When I met Dave he had a beard. It wasn’t the greatest beard of all time but we were all hippies back then and beards were just part of the package. He did have one of the finest heads of hair I’d ever seen. Long and glossy and spectacular. I believe the beard had less to do with fashion than a sincere desire to not get up every morning and scrape his face. I couldn’t argue with that. But after a while, when I knew I was worth something to him, I did let on that it would be fun to see it trimmed up a bit.

He looks better with a trimmed beard. Most men do.

So we’re going on 43 years now with me mentioning about twice a year that a little snip around the edges might be nice.

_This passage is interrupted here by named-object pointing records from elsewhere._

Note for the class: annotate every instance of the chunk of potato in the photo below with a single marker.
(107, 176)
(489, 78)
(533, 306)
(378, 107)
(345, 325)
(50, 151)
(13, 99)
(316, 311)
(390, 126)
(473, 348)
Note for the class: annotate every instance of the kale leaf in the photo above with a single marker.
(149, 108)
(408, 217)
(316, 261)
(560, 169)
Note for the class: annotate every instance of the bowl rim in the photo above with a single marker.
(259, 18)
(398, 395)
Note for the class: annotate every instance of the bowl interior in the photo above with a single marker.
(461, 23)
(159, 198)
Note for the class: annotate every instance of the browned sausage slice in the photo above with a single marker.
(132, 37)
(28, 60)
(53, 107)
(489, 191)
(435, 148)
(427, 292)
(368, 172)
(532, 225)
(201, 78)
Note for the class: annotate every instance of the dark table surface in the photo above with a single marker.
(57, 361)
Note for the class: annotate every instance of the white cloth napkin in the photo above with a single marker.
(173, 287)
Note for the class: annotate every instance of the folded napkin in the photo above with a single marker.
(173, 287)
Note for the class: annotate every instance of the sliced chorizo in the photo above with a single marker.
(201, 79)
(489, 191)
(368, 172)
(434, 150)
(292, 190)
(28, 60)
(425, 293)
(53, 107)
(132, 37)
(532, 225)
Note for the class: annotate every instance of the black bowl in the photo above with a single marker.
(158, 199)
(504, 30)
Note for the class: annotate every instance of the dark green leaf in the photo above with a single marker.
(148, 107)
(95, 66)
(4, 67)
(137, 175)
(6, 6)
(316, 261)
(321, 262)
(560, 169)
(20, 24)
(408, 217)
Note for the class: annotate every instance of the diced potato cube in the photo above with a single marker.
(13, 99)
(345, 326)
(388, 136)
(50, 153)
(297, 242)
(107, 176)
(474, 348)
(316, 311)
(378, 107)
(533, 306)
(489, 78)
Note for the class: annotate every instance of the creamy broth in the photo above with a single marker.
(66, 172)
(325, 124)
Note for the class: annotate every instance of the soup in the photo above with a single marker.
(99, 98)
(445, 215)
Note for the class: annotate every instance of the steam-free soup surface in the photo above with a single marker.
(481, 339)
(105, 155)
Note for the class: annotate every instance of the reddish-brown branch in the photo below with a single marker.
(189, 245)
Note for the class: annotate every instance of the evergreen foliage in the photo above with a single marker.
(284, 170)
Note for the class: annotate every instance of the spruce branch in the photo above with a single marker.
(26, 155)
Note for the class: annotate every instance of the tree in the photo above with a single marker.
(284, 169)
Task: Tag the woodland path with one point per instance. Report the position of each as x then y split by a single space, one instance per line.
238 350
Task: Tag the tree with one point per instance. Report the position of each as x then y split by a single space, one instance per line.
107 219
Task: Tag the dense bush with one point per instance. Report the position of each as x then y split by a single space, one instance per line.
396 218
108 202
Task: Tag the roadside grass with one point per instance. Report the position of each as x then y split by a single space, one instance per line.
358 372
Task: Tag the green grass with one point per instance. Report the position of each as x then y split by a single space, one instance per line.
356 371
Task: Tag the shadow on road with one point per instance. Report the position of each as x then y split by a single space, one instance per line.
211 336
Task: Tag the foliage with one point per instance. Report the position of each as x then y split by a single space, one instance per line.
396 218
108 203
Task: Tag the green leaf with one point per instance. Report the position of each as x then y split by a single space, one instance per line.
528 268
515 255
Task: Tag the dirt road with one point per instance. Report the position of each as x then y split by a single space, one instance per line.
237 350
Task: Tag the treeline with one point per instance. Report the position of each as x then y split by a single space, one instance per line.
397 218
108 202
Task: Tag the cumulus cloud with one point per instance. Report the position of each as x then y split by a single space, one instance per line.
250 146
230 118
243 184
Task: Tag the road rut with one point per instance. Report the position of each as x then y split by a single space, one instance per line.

One of the best things about him keeping his beard short is that it doesn’t hide his neck, which is long and glossy and spectacular. He’s not moved by this argument.

I’ve seen his face two or three times, when he had to shave his beard for work. I’ve still never seen his upper lip. He’s got a dimple in his chin. What the hell. Mostly he used it to store facial hair, I guess, so it was a surprise to me. He always grew the beard out immediately and there’d be about a week or two when it was all sexy and short and then we’re back in beardville again.

This is what comes of being a couple union blue-collar workers. We save oodles on wardrobe but some of us get scraggly in the beard region and some of us don’t wear makeup or even, really, make an effort. Actually, all of that applies to both of us now.

In the last few years Dave went through another sexy phase wherein the top of his beard was dark and the bottom gray. That was a really nice year. Then it went straight to white and somewhere along the line that whole routine of trimming it up every six months whether it needed it or not went by the wayside. I offered to take a scissors to it myself, but somehow something else always came up, and then one day I realized we now have a situation. That situation being my husband has crossed over into Homeless Dude territory.

Note long glossy spectacular neck

But that also means, for the first time in his life, he’s right spang in fashion. This is Portland. Portland men get their strength (which they are not allowed to show) from letting their beards grow. They don’t shape them. They don’t trim them. They want to see what they can produce, and they can never be sure until they’ve pushed out as much secondary sexual characteristic as their little hormones can manage.

Every now and then you see a splendid beard that is a marvel of architecture but the vast majority run somewhere between curious and repellent. Maybe they’re so sparse the beard looks more like a vapor. Or a bad hedge. Or, frankly, pubic. There’s an entire traveling ecosystem happening on the streets here. Nobody knows what’s in those beards. Could be pizza. Could be Legos. Could be gerbils. And in that illustrious company, suddenly, Dave is looking kind of cool again. His beard is developing some internal shape, is not pubic, gets some wave action going, and is an appealing white rather than gray. Even I’m kind of interested in what else will happen. Right now it looks like his face is wearing a sweater. Down the line, he might develop a cable knit. He’s a creative guy.

And I’ve just noticed, because beards are such a Thing now, that when we walk down the street, he sometimes gets a little personal nod from another bearded man. A little “Nice one, dude.” An acknowledgment. A signal from the fraternity.

I don’t want to take that away from him. I do miss his neck but Marge and Studley might need nesting material. And besides, the homeless dudes don’t ask Dave for money anymore.